DETAILED DESCRIPTION OF THE PREFERRED EMBODIMENT

Referring now to the drawings, where the present invention is generally referred to with numeral 10, it can be observed that it basically includes, inter alia, a main frame 12, rear frame 14, arm rest 16, feet 18, shoes 20, seat frame 22, brace 24, brace 26, back 28, hooks 30, sensor 32, cable 34, processor 36, seat 38, receptacle assembly 40 and flange 50.

In a preferred embodiment the main frame 12 is has two ground contacting feet 18 and the rear frame 14 has two ground contacting feet 18. Optionally, each of the feet 18 has a shoe 20 to provide protection to the floor and grip onto the floor.

Brace 24 provides structural rigidity to the main frame 12. Brace 26 lends structural strength to the rear frame 14. In a preferred embodiment the feet 18 are concentrically nested inside the main frame 12 and rear frame 14 so that the height of the seat 38 may be adjusted for the comfort and safety of users of various heights. It may also be desirable to adjust the height of the seat 38 to closely match the height of a bed or chair, for example, to allow easier transfer of a person between that bed or chair and the commode.

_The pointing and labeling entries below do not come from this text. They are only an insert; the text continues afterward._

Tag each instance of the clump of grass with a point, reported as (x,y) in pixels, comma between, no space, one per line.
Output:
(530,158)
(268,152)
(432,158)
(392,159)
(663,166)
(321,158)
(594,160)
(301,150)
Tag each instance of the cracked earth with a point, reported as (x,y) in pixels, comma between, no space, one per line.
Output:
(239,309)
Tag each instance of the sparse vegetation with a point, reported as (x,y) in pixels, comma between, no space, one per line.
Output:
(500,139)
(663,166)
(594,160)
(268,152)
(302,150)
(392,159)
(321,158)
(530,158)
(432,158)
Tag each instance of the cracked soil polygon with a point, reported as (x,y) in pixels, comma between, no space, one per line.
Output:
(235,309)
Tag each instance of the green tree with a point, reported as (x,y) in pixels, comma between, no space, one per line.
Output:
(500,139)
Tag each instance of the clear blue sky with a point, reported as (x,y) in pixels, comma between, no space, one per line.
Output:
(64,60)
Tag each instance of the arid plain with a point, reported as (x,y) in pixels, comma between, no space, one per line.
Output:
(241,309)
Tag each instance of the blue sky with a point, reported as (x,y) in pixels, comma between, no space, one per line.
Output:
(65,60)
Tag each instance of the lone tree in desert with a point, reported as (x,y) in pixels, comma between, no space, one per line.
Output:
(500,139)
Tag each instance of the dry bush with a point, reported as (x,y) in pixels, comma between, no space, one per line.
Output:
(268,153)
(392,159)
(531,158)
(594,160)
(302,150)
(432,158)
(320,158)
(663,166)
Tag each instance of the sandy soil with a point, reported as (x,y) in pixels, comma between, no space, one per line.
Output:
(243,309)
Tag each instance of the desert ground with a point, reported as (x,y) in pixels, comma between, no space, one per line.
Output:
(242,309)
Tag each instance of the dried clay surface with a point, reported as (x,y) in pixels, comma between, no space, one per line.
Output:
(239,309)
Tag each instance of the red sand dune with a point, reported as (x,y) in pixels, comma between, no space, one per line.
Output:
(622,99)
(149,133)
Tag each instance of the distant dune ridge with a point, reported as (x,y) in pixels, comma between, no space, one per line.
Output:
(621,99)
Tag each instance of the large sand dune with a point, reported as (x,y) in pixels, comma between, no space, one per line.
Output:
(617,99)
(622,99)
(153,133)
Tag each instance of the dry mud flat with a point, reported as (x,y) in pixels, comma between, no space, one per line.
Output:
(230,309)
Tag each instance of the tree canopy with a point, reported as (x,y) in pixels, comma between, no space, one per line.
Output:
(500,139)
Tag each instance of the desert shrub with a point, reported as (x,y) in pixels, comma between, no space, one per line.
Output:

The hooks 30 are provided on one or both sides of the rear frame 14 to temporarily attach the bedside commode to a bed, chair or other structure. By hooking the hooks 30 to a stable object the device will not move when transferring a person onto or off of the device thereby increasing the safety of the caregiver and the person using the bedside commode. In a preferred embodiment the elevation of the hooks 30 may be adjustable so that they may more easily engage onto structures (i.e. a bed frame) with varying heights. In another embodiment the hooks 30 are at a fixed height off the floor matching the side rails on a standardized bed frame. The hooks 30 may be slidably attached to the rear frame 14 so that the hook 30 can be slid up or down the rear frame 14 to engage a bed rail or other supporting structure.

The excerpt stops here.